May 28, 2016
On Saturday, 28 May 2016 at 12:47:59 UTC, Andrei Alexandrescu wrote:
> On 5/28/16 6:56 AM, qznc wrote:
>> The sentinel value is `needleBack+1`, but range elements need not
>> support addition. Finding a sentinel is hard and most certainly requires
>> more assumptions about the ranges.
>
> No need for a sentinel really so long as you first search for the last element of the needle, in the haystack.
>
> Allow me to put on the table a simple brute force routine, specialized for arrays with copyable elements, no custom predicate etc. Far as I can tell it does no redundant work:

A nice one. Here are the numbers I got:

LDC:
    std find:	156 ±33
 manual find:	117 ±24
   qznc find:	114 ±14
  Chris find:	135 ±24
 Andrei find:	112 ±27

DMD:
    std find:	177 ±31
 manual find:	140 ±28
   qznc find:	102 ±4
  Chris find:	165 ±31
 Andrei find:	130 ±25

My sentinel idea is to have only one condition branch in the inner loop. Andrei find still has to `if` in the inner loop. My inner loop looks like this:

  haystack[scout] = cast(typeof(needleBack)) (needleBack+1); // place sentinel
  for (size_t j = scout + 1 - needleLength, k = 0;; ++j, ++k) { // no condition
    if (!binaryFun!pred(haystack[j], needle[k])) { // only condition
      // ... ok in here comes another, but this not as costly
    }
  }

As long as you are matching the needle, there is only one condition to check. There is no check for k < needleLength, because the check always fails for needle[$] aka haystack[scout] due to the sentinel.

I thought it might be slower, since we need to write to memory twice instead of only reading. Turns out it is faster.
May 28, 2016
On Saturday, 28 May 2016 at 14:18:10 UTC, Chris wrote:
> I used dmd, because I don't have ldc on my laptop. qznc's find is clearly the winner.

DMD performance feels flaky to me.

If performance is important, you should use ldc or gdc. Alternatively, you are Walter Bright and simply optimize dmd. ;)
May 29, 2016
I played around with the benchmark. Some more numbers:

$ make ldc
ldmd2 -O -release -inline -noboundscheck *.d -ofbenchmark.ldc
./benchmark.ldc
E: wrong result with Chris find
E: wrong result with Chris find
E: wrong result with Chris find
    std find: 153 ±25    +66 (1934)  -15 (7860)
 manual find: 122 ±28    +80 (1812)  -17 (8134)
   qznc find: 125 ±16    +18 (4644)  -15 (5126)
  Chris find: 148 ±29    +75 (1976)  -18 (7915)
 Andrei find: 114 ±23   +100 (1191)  -13 (8770)
 (avg slowdown vs fastest; absolute deviation)
$ make dmd
dmd -O -release -inline -noboundscheck *.d -ofbenchmark.dmd
./benchmark.dmd
E: wrong result with Chris find
E: wrong result with Chris find
E: wrong result with Chris find
    std find: 160 ±27    +44 (3162)  -20 (6709)
 manual find: 148 ±28    +54 (2701)  -19 (7178)
   qznc find: 102 ±3     +27 ( 766)   -1 (9136)
  Chris find: 175 ±30    +55 (2796)  -21 (7106)
 Andrei find: 122 ±22    +46 (2554)  -14 (7351)
 (avg slowdown vs fastest; absolute deviation)

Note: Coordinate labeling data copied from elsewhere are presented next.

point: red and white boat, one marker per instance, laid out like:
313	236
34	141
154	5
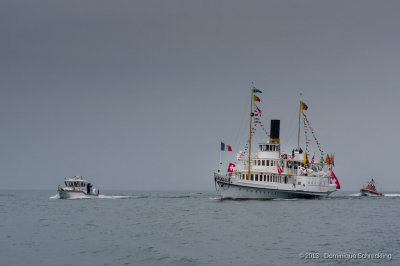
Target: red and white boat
370	189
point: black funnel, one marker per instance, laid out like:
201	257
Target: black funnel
275	124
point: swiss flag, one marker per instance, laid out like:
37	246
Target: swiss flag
279	169
334	179
230	167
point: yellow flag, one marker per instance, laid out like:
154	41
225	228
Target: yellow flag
305	161
328	159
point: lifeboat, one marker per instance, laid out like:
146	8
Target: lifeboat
370	189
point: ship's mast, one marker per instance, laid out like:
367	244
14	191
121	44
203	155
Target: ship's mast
298	135
251	121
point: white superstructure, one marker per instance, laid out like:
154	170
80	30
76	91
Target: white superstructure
77	187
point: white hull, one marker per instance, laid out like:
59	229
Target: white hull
75	194
230	188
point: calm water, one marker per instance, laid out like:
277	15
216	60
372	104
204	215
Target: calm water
188	228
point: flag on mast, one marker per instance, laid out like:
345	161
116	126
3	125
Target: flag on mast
334	179
303	106
279	168
231	167
225	147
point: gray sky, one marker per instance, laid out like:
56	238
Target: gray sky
137	94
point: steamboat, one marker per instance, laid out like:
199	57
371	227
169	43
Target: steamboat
77	187
271	173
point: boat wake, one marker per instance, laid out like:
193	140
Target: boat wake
355	195
99	197
385	195
118	197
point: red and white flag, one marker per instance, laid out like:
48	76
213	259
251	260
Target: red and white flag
279	169
231	167
334	179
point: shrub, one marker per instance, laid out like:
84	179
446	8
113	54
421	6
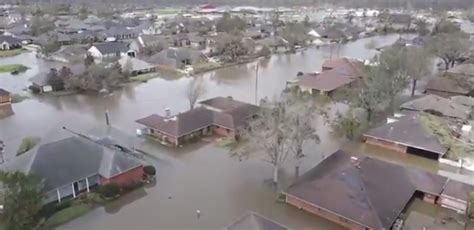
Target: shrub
110	190
149	170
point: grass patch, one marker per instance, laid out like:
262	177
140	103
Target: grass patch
27	144
17	98
67	215
11	53
13	67
143	78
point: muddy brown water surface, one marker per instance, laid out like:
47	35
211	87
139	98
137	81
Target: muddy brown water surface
200	175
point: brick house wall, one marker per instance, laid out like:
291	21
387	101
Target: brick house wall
346	223
386	144
132	175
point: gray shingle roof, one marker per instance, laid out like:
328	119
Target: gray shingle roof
112	47
254	221
70	159
361	190
439	104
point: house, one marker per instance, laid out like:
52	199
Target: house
136	66
254	221
438	106
75	163
8	42
69	54
407	135
44	83
147	43
362	193
177	58
446	87
110	51
220	116
338	74
5	97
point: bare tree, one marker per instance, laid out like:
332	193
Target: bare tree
195	90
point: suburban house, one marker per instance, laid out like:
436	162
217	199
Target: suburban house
177	57
136	66
5	97
83	162
354	193
110	51
446	87
438	106
407	135
461	70
254	221
336	75
220	116
8	42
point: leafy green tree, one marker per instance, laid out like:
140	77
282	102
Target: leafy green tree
22	200
229	23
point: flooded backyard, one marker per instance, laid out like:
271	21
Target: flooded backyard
198	176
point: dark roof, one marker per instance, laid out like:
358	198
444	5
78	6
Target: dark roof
70	159
326	81
254	221
4	92
409	131
445	84
457	190
9	39
112	47
232	115
361	190
346	67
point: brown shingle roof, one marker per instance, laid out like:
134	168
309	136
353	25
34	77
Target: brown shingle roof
254	221
445	84
359	190
439	104
232	115
408	131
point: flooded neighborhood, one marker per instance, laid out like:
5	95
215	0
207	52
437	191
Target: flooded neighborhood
223	117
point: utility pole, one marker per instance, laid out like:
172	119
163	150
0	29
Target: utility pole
256	84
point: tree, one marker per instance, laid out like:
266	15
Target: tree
422	27
295	34
22	197
449	47
83	12
418	65
195	90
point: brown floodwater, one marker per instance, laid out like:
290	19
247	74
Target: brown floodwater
198	176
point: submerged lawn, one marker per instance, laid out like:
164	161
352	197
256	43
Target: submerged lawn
12	67
67	215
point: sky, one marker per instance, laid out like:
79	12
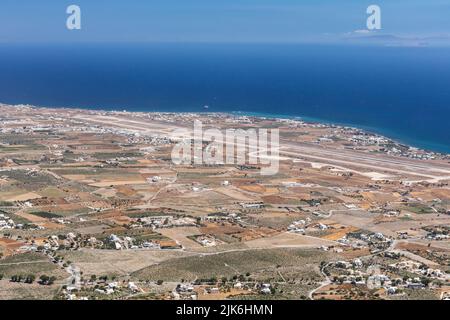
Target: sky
404	22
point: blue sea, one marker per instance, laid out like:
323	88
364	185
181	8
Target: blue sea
401	92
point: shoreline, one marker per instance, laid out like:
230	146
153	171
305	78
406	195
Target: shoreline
370	130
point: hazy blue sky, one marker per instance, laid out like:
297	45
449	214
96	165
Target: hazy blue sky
221	20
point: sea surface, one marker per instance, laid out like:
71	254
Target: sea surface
400	92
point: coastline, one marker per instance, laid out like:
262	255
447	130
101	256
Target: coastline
385	133
397	138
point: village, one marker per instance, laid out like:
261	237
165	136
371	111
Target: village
91	202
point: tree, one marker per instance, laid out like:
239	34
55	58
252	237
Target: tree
44	279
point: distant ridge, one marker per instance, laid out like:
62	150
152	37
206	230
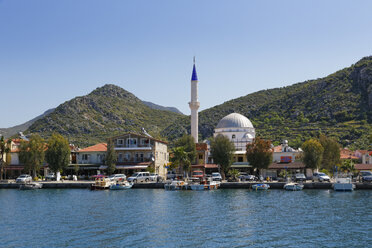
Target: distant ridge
8	132
156	106
339	105
105	112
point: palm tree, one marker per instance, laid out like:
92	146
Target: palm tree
4	149
181	159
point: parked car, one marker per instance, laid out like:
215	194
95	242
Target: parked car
118	177
156	177
139	177
365	176
299	177
197	174
245	177
171	175
216	176
50	176
24	178
321	177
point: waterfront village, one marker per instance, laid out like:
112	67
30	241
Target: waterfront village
137	153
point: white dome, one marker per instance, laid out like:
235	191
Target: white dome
234	120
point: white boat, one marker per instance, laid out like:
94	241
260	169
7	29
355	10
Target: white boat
176	185
121	185
205	185
293	186
27	186
260	186
343	184
101	183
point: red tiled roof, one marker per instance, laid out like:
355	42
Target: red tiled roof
101	147
207	166
362	151
363	166
347	154
201	146
278	148
293	165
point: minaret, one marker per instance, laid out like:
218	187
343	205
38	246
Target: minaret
194	104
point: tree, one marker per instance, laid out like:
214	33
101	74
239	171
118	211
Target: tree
4	150
259	153
180	159
348	166
312	153
32	153
58	153
111	157
188	144
222	151
331	153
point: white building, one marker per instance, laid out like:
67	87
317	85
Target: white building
240	131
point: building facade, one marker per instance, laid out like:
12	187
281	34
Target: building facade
138	152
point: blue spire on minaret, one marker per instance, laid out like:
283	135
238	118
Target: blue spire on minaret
194	77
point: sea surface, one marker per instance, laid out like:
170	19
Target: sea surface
159	218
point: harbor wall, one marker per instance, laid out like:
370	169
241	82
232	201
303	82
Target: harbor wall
228	185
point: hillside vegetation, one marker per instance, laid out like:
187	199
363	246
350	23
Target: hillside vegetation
339	105
105	112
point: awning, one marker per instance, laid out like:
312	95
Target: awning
241	165
126	167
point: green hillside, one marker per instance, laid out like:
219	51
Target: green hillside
105	112
339	105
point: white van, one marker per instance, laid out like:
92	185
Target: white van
140	177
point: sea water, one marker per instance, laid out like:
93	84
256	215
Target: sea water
159	218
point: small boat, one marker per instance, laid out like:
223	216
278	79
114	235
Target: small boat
27	186
101	183
260	186
176	185
121	186
205	185
343	184
293	186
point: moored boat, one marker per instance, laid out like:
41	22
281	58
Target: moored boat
205	185
101	183
176	185
343	184
121	186
27	186
260	186
293	186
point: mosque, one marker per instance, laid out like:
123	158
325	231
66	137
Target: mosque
236	127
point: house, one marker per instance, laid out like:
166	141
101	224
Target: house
203	159
137	152
366	164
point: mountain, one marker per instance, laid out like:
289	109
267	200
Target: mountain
105	112
339	105
159	107
8	132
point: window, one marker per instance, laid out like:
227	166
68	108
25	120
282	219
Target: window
132	142
127	156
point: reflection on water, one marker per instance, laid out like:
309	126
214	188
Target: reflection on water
158	218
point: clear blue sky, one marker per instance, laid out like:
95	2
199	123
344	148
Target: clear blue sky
52	50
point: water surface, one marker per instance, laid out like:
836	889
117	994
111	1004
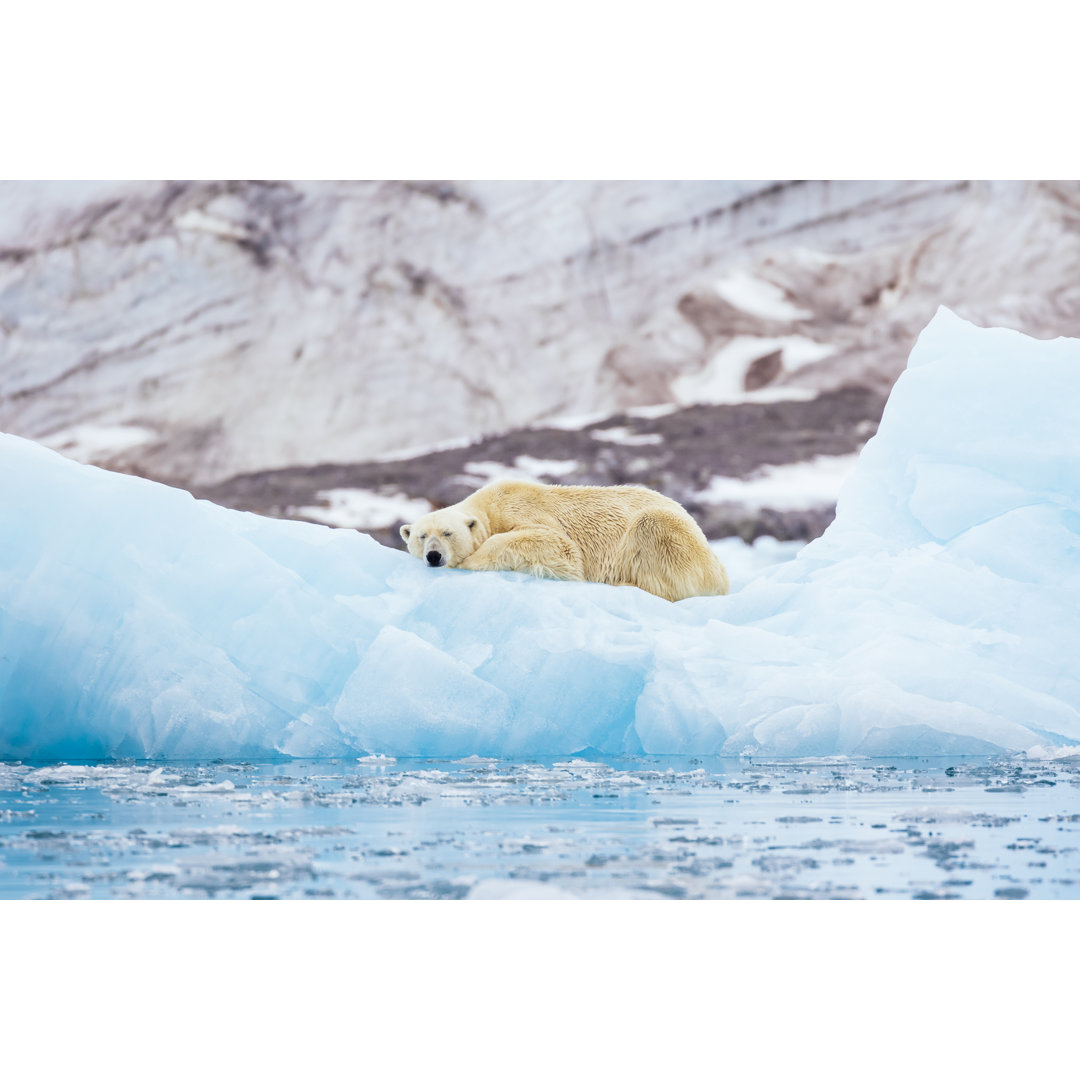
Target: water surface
583	827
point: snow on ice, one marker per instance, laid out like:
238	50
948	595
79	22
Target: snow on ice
937	615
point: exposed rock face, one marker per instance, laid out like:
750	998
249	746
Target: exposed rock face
194	332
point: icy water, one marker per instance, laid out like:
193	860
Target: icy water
651	827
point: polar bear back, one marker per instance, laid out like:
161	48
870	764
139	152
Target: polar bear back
624	535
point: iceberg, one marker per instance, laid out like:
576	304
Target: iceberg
937	613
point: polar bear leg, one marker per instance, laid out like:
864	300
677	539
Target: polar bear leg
541	552
665	554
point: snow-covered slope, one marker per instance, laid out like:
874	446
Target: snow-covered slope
936	615
193	332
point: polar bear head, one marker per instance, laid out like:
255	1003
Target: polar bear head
444	537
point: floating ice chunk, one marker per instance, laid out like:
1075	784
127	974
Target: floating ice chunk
935	616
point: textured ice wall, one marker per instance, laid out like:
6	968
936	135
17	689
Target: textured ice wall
936	615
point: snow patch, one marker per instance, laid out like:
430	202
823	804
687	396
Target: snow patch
353	508
802	486
721	380
757	297
89	442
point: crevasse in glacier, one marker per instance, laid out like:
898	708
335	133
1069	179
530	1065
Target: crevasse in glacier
936	615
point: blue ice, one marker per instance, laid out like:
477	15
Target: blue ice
937	615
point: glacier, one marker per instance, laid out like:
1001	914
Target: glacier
936	616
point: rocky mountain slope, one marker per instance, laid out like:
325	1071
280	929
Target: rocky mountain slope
193	332
270	342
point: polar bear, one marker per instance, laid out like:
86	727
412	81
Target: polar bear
617	536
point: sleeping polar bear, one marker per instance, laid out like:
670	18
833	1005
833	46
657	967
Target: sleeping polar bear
616	536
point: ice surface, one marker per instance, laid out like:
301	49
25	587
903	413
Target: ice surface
936	615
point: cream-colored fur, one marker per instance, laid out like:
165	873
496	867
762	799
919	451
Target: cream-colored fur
617	536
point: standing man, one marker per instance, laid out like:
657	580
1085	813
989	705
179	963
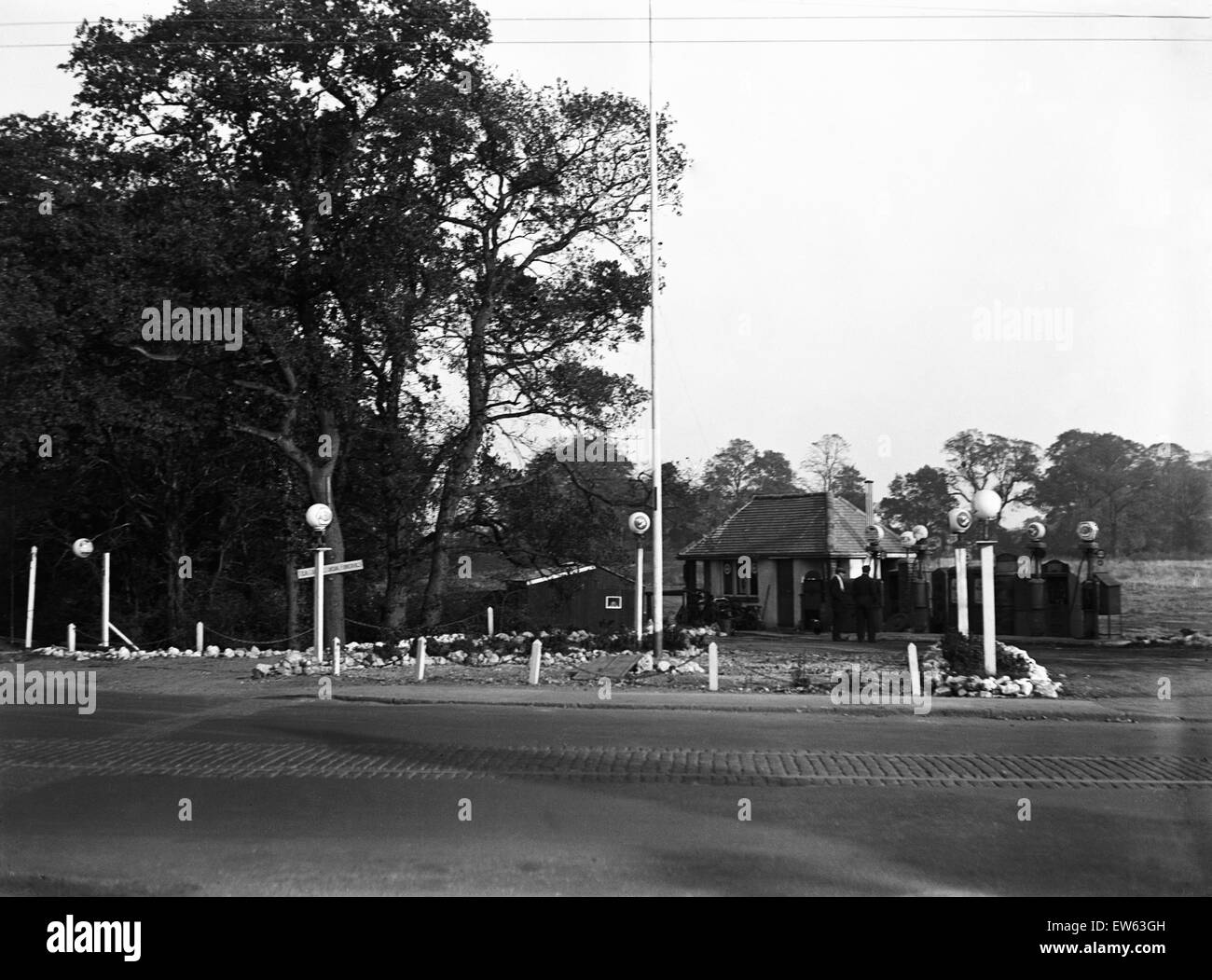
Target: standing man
864	593
836	598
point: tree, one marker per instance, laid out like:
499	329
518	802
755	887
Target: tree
739	472
976	461
851	485
242	152
920	497
1176	507
1092	476
825	461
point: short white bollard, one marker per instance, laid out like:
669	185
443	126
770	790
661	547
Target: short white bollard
536	660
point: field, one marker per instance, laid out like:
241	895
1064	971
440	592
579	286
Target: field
1164	596
1160	597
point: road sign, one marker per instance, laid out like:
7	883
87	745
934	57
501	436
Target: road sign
331	569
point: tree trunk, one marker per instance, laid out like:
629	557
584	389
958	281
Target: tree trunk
320	484
292	601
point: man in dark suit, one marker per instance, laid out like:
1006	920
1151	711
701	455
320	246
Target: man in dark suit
837	597
863	592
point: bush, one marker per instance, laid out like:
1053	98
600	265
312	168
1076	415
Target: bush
965	656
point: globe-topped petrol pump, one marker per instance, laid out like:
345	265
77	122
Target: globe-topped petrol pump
960	521
319	517
986	504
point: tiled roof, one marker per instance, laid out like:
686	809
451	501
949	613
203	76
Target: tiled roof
533	576
788	524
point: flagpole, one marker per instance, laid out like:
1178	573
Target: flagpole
657	525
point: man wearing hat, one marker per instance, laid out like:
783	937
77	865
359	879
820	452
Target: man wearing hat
837	596
863	593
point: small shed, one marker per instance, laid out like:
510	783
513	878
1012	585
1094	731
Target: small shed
578	597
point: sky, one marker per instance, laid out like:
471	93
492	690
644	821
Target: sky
898	221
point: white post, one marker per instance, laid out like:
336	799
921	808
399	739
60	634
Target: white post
639	597
986	607
536	658
319	604
961	589
125	638
104	600
914	677
29	603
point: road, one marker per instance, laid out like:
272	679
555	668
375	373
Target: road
296	795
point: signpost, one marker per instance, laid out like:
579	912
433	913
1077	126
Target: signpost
986	504
319	517
331	569
960	519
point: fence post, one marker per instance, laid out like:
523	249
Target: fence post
29	603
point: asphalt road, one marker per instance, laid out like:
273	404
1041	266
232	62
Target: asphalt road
294	795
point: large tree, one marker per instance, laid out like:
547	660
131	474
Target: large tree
422	263
920	497
825	461
1095	476
738	472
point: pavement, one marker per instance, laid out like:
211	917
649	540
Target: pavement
1140	710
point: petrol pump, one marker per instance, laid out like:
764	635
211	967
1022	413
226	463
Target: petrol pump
920	587
875	552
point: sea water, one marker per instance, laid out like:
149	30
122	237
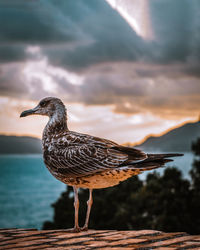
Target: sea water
27	189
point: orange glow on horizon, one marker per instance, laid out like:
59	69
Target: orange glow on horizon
162	133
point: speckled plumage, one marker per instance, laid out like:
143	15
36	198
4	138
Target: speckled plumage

The additional numbers on the right are the ±MAD separated by above or below the mean. For example Andrei find with ldc:

  Andrei find: 114 ±23   +100 (1191)  -13 (8770)

The mean slowdown is 114, which means 14% slower than the fastest one. The mean absolute deviation (MAD) is 23. More precisely, the mean deviation above the mean slowdown of 103 is 100 and -13 below the mean slowdown. 1191 of the 10000 runs were above the mean slowdown and 8770 below. The 39 missing runs are equal to the mean slowdown.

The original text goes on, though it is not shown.